(NEW YORK) — As the COVID-19 pandemic has swept the globe, more than 5.7 million people have died from the disease worldwide, including over 905,000 Americans, according to real-time data compiled by Johns Hopkins University’s Center for Systems Science and Engineering.
About 64.1% of the population in the United States is fully vaccinated against COVID-19, according to data from the Centers for Disease Control and Prevention.
Here’s how the news is developing. All times Eastern:
Feb 08, 11:28 am
Omicron estimated to account for 96.4% of new cases
The presence of the omicron sub-variant, BA.2, is increasing in the U.S., according to new data published by the CDC.
BA.2 was estimated to accounted for 3.6% of new COVID-19 cases in the U.S. as of Feb. 5. BA.2 was projected to account for 1.2% of new cases the week prior.
The original omicron strain, B.1.1.529, still makes up the vast majority of new cases, accounting for an estimated 96.4% of cases in the U.S.
There is still much unknown about the BA.2 variant, but currently it doesn’t appear to demonstrate a more severe illness. There’s also no indication to suggest that BA.2 will further impact the efficacy of vaccines.
The delta variant, which accounted for 99.2% of all new cases just two months ago, is now estimated to account for 0% of new cases.
-ABC News’ Arielle Mitropoulos and Eric M. Strauss
Feb 08, 9:30 am
Michigan closes bridge to Canada amid trucker-led protests
An ongoing, trucker-led protest against COVID-19 vaccine mandates and other pandemic-related restrictions in Canada spilled over into the United States via the Ambassador Bridge on Monday night, blocking access to one of the world’s largest international suspension bridges.
The protesters hindered traffic at the tolled bridge across the Detroit River, which connects Windsor, Canada, with Detroit, Michigan, at the Canadian-U.S. border. The Michigan Department of Transportation (MDOT) announced via Twitter on Monday night that it had closed the crossing to Canada.
The Windsor Police Service tweeted Tuesday morning that the bridge has reopened to U.S.-bound traffic. Meanwhile, MDOT tweeted an update saying the crossing remains closed on the U.S. side.
Monday marked the 11th straight day of the so-called “Freedom Convoy” protests, which began with truckers critical of a new rule that they must be vaccinated against COVID-19 to cross the Canada-U.S. border. The demonstrations have since grown into broader challenges to pandemic-related public health measures and opposition to Canadian Prime Minister Justin Trudeau.
Thousands of protesters have occupied the streets of Ottawa and other cities across Canada in support of the movement, paralyzing the capital’s city center with traffic jams, nonstop noise and alleged harassment. Protesters have said they won’t leave until all COVID-19 vaccine mandates and restrictions are lifted nationwide.
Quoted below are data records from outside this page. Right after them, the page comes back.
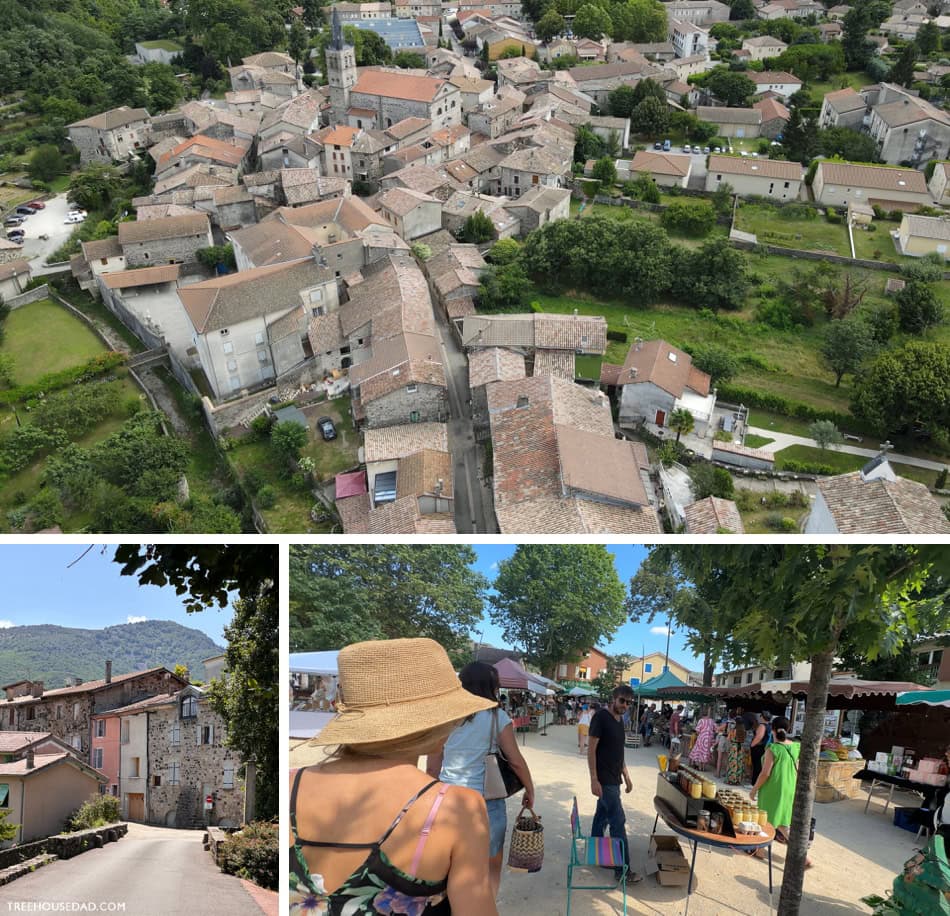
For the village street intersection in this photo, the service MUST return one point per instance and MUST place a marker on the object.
(150, 871)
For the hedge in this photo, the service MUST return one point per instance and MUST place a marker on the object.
(98, 365)
(753, 397)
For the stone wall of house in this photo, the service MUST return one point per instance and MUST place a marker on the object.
(160, 251)
(427, 404)
(201, 770)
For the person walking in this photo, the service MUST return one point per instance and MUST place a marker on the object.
(358, 846)
(760, 741)
(583, 726)
(462, 761)
(605, 760)
(775, 784)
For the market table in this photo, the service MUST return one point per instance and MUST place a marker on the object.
(743, 843)
(925, 790)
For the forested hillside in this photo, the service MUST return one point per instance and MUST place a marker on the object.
(51, 654)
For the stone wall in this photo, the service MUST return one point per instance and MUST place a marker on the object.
(197, 745)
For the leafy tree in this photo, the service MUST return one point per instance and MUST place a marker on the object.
(845, 345)
(504, 288)
(902, 72)
(478, 228)
(287, 439)
(928, 38)
(708, 480)
(716, 361)
(825, 433)
(689, 216)
(803, 602)
(650, 117)
(733, 89)
(905, 385)
(605, 171)
(682, 421)
(918, 307)
(341, 594)
(592, 22)
(622, 100)
(550, 25)
(557, 601)
(46, 163)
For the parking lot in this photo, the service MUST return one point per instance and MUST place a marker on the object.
(49, 222)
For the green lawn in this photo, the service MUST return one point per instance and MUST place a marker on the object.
(43, 337)
(843, 462)
(771, 228)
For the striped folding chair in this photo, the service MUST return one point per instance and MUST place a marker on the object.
(594, 852)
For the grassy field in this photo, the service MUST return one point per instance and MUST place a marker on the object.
(844, 463)
(43, 337)
(771, 228)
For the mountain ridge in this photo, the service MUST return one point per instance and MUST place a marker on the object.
(51, 653)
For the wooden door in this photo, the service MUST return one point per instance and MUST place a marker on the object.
(135, 802)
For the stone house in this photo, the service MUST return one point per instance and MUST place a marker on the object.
(168, 240)
(66, 712)
(410, 213)
(111, 136)
(756, 177)
(656, 380)
(39, 791)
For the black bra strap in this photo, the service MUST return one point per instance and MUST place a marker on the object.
(378, 843)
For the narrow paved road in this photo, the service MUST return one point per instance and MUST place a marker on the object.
(153, 871)
(783, 440)
(472, 499)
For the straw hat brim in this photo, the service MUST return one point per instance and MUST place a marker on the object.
(387, 722)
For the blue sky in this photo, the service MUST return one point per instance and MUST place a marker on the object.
(632, 638)
(37, 587)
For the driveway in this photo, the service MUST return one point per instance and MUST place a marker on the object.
(45, 222)
(153, 871)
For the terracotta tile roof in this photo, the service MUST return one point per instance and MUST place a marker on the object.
(169, 227)
(143, 276)
(494, 364)
(425, 473)
(882, 506)
(394, 442)
(398, 85)
(665, 366)
(878, 177)
(756, 168)
(660, 164)
(713, 516)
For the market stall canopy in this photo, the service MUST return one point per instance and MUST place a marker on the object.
(665, 681)
(322, 663)
(513, 677)
(929, 697)
(843, 692)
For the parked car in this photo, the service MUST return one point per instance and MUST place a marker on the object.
(327, 429)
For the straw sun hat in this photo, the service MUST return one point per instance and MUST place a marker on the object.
(393, 688)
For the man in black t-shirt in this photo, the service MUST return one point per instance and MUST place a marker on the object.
(605, 758)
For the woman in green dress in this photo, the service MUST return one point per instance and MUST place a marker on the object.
(775, 786)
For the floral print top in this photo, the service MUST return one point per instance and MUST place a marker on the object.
(377, 886)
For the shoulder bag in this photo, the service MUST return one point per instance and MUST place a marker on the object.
(501, 781)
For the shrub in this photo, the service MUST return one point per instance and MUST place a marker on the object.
(94, 812)
(252, 854)
(266, 497)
They are also calling for the removal of Trudeau’s government, even though most of the public health measures were put in place by provincial governments.
The House of Commons of Canada held an emergency session on Tuesday to discuss the demonstrations. In an opening statement, the prime minister said he understands “people are tired” of COVID-19 but that protests are not the answer.
“These pandemic restrictions are not forever,” Trudeau told lawmakers.
While Trudeau’s opponents argued that the country is at a crisis point, the prime minister rejected any notion that Canadians are divided.
“Canada has one of the highest vaccination rates of our peer countries around the world,” he said. “It’s because Canadians trust science. Canadians trust each other to do the right thing.”
Feb 08, 6:54 am
Oregon to lift mask mandates for indoor public spaces, schools by March 31
Oregon will lift general mask requirements for indoor public places no later than March 31, state health officials announced Monday.
According to the Oregon Health Authority, scientists expect that about 400 or fewer people would be hospitalized with COVID-19 statewide by late March, which is the level of hospitalizations Oregon experienced before the highly contagious omicron variant began to spread. Mask mandates for Oregon schools will be lifted on March 31 to give school districts time to prepare.
However, the Oregon Health Authority said the state needs to keep mask requirements in place for now as COVID-19 hospitalizations crest and the health care system struggles to treat high numbers of severely ill patients.
The Oregon Health Authority has filed a new rule with the Oregon Secretary of State to require people to wear masks while indoors in public places. The new rule replaces a temporary one that expired Monday.
State health officials will consider lifting the general indoor mask requirement earlier than March 31 if hospitalizations decline to the levels projected by the end of March sooner than expected. Once the mandates are lifted, employers and businesses may continue to establish their own mask requirements to protect employees and customers, according to the Oregon Health Authority.